I'm trying to build a simple unmanaged extension for a Neo4j server (Community Edition). 我正在尝试为Neo4j服务器(社区版)构建一个简单的非托管扩展。

I have several versions of the same dataset (a small one with 11k nodes, and a larger one with 85k nodes). 我有同一个数据集的多个版本(一个有11k节点的小版本,一个有85k节点的大版本)。 The small one is a subset of the large one. 小的是大的一个子集。 My nodes have an "id" property which is not the neo4j's < id > but another property called "id". 我的节点具有“ id”属性,它不是neo4j的<id>,而是另一个名为“ id”的属性。 I pick a node's id in the small dataset and run the following query in each dataset : 我在小型数据集中选择一个节点的ID,然后在每个数据集中运行以下查询:

  1. Retrieve the node from the id 从ID检索节点
  2. Get all the node's relationships 获取所有节点的关系

I do that several times to get rid of some noise during speed measurement. 我做了几次,以消除速度测量过程中的一些噪音。 The code is : 代码是:

@Path("/test")
public class QueryTest {
    private GraphDatabaseService graphdb;

    public QueryTest (@Context GraphDatabaseService graphdb) {
        this.graphdb = graphdb;
    }

    @GET
    @Produces(MediaType.APPLICATION_JSON)
    public Response test(final @QueryParam("any") List<Long> any, final @QueryParam("iter") int iter){
        JsonGenerator result = new JsonGenerator();

        result.writeStartObject();
        result.writeKeyValue("iteration", iter);
        result.writeKey("time");
        result.writeStartArray();

        ListIterator<Long> it = any.listIterator();

        long id;
        long startTime, stopTime, mean = 0;
        Node node;
        int i = 0;

        try(Transaction tx = graphdb.beginTx()) {
            while (it.hasNext()) {
                id = it.next();
                while (i++ < iter) {
                    startTime = System.nanoTime();
                    node = graphdb.findNode(Label.label("Movie"), "id", id);
                    Iterable<Relationship> t = node.getRelationships();
                    stopTime = System.nanoTime();
                    mean += (stopTime - startTime);
                }
                result.writeLong(mean / iter);
            }
            tx.success();
        }
        result.writeEndArray();
        result.writeEndObject();
        return Response.status(Status.OK).entity(result.getJson()).build();
    }
}

Where JsonGenerator is a Json creator class. 其中JsonGenerator是Json创建者类。

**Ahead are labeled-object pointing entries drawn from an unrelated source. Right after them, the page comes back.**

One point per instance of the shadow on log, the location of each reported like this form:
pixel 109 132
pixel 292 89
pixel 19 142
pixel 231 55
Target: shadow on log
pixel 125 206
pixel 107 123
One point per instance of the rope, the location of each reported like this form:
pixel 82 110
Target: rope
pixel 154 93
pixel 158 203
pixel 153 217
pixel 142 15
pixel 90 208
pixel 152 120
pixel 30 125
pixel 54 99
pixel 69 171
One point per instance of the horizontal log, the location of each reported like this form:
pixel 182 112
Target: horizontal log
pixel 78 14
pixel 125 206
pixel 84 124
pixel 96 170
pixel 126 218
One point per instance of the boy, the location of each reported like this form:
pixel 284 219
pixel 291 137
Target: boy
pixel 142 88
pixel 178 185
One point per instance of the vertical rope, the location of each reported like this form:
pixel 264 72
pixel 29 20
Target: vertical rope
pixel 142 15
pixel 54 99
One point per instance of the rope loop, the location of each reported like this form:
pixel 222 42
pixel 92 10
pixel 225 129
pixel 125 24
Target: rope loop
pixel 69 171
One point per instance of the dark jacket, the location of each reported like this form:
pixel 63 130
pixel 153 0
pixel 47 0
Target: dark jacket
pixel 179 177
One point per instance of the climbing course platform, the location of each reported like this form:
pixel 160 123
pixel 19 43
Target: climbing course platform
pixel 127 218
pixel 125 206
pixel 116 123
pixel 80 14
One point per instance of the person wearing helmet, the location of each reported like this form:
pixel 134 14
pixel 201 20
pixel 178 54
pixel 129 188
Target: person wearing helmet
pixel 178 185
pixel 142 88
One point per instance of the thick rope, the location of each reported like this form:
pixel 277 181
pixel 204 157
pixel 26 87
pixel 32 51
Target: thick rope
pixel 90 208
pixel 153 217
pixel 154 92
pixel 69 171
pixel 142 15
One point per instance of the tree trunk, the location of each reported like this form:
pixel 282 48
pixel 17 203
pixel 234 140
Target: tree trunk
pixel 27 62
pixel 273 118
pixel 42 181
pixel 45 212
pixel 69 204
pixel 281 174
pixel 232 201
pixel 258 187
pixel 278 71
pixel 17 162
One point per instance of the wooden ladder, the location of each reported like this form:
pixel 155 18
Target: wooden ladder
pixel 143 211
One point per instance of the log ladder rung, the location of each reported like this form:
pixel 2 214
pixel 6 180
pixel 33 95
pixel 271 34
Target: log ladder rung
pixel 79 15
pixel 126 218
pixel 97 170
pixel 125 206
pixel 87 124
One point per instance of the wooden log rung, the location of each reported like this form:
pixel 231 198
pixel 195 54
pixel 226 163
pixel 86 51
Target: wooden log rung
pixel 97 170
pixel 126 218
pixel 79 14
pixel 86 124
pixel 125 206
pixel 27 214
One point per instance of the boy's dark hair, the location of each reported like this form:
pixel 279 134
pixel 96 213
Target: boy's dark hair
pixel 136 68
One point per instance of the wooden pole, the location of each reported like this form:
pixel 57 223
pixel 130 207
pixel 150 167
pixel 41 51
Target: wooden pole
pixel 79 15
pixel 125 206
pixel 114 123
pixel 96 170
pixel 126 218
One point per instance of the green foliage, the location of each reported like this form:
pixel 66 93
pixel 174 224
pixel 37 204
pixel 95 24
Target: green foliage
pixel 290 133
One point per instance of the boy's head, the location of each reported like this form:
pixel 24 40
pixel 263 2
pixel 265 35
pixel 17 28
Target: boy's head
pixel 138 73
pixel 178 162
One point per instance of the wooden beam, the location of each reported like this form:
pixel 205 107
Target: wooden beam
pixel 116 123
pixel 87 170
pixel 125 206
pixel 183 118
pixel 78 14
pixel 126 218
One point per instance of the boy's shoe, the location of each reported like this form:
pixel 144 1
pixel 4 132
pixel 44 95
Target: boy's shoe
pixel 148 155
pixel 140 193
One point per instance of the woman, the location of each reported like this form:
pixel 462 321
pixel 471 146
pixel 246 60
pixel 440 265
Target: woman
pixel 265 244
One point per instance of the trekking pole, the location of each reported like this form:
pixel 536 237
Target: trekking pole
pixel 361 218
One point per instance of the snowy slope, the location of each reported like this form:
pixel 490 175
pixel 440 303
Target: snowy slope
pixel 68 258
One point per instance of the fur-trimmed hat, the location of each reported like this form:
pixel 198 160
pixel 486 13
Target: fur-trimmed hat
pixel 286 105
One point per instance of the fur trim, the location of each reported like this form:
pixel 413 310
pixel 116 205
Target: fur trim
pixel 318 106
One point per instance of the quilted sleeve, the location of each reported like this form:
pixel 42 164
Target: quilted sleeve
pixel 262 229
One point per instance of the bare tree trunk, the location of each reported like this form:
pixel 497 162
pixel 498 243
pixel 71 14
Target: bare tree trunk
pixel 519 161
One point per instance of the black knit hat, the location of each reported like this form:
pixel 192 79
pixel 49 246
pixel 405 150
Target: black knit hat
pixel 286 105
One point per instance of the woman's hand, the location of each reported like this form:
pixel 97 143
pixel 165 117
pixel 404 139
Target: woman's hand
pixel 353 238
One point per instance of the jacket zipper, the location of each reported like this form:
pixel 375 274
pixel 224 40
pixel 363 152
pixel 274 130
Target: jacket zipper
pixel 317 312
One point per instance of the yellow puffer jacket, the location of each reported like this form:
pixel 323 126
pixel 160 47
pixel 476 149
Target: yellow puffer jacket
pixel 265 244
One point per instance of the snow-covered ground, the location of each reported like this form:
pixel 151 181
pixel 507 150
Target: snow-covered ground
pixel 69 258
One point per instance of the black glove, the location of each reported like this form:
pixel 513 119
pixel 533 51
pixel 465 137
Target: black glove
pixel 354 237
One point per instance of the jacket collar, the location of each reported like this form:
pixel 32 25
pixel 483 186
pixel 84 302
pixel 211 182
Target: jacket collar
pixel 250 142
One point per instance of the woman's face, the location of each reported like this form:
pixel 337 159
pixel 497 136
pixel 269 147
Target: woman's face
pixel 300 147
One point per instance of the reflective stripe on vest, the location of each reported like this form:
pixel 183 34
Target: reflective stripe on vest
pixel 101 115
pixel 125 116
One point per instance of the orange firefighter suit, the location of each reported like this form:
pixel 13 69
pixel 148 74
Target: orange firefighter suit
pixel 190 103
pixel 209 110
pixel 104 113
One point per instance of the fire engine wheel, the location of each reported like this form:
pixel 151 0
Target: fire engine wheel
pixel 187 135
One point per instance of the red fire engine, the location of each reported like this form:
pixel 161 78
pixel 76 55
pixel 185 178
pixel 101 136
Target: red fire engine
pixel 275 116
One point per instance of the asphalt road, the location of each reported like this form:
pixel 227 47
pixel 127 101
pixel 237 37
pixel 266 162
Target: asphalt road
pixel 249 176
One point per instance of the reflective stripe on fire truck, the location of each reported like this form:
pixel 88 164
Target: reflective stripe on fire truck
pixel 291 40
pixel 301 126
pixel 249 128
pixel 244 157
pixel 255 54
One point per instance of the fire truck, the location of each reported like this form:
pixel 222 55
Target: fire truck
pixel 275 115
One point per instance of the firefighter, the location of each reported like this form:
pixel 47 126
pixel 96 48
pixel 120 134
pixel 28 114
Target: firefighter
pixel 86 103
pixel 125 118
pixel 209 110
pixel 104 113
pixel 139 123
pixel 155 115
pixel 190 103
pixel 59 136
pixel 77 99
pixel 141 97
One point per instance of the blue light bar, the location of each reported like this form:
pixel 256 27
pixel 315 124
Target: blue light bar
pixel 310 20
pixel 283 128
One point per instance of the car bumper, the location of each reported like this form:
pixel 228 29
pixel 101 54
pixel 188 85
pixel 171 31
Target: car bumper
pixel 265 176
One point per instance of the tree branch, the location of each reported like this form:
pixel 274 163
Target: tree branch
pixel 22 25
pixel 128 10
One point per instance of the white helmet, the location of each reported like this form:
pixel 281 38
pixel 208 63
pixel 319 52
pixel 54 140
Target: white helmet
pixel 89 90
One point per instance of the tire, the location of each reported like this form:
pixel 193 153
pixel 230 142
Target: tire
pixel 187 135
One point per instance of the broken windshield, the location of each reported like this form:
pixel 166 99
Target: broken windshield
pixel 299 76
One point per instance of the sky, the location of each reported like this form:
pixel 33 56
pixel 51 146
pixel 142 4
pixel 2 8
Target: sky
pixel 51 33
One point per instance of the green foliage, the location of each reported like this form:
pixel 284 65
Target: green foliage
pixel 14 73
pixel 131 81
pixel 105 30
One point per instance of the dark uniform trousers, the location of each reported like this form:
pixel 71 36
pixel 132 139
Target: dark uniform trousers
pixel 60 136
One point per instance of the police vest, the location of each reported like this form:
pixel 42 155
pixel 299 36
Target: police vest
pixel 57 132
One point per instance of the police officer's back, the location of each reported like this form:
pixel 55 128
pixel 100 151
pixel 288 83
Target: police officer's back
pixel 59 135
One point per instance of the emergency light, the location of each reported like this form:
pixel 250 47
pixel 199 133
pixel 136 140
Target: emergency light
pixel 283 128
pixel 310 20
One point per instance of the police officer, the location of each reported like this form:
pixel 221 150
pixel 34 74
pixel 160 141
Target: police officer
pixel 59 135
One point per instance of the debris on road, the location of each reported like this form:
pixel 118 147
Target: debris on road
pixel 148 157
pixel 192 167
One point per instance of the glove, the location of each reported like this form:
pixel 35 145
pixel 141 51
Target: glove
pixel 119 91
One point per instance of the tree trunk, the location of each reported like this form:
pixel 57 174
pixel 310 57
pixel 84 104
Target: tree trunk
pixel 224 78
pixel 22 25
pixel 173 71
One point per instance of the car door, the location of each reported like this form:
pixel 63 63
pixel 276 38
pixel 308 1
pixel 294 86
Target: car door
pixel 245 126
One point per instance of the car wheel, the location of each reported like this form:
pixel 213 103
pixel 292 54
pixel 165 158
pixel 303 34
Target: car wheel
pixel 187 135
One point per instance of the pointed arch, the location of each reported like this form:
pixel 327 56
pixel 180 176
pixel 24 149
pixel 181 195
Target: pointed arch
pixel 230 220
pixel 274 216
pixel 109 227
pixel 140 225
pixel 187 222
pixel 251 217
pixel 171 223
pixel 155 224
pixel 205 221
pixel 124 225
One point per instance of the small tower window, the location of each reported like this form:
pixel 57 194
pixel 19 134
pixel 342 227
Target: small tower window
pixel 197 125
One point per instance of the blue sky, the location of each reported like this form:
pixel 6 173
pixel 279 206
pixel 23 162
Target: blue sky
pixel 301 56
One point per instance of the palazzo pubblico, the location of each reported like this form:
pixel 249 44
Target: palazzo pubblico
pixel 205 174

When accessing the database with a Get Method, it runs in approximately 0.65 to 0.7ms on the small dataset, and around 10ms on the larger dataset. 使用“获取方法”访问数据库时,在小型数据集上运行时间大约为0.65到0.7ms,在大型数据集上运行时间大约为10ms。

It seems weird to me, is it really the case that it takes 10x more time to find a node or its relationships? 对我来说似乎很奇怪,是否真的需要花费10倍的时间才能找到节点或其关系? I'm using this in a larger project on which I do not want the size of the dataset to influence performance (which is why I picked Graph-oriented database). 我在一个较大的项目中使用它,在该项目上我不希望数据集的大小影响性能(这就是为什么我选择了面向图的数据库)。 I've read in the documentation about unmanaged extensions : 我已经阅读了有关非托管扩展的文档:

This is a sharp tool, allowing users to deploy arbitrary JAX-RS classes to the server so be careful when using this. 这是一个非常有用的工具,它允许用户将任意JAX-RS类部署到服务器,因此在使用时要小心。 In particular it's easy to consume lots of heap space on the server and degrade performance. 特别是,很容易消耗服务器上的大量堆空间并降低性能。 If in doubt, please ask for help via one of the community channels. 如有疑问,请通过一种社区渠道寻求帮助。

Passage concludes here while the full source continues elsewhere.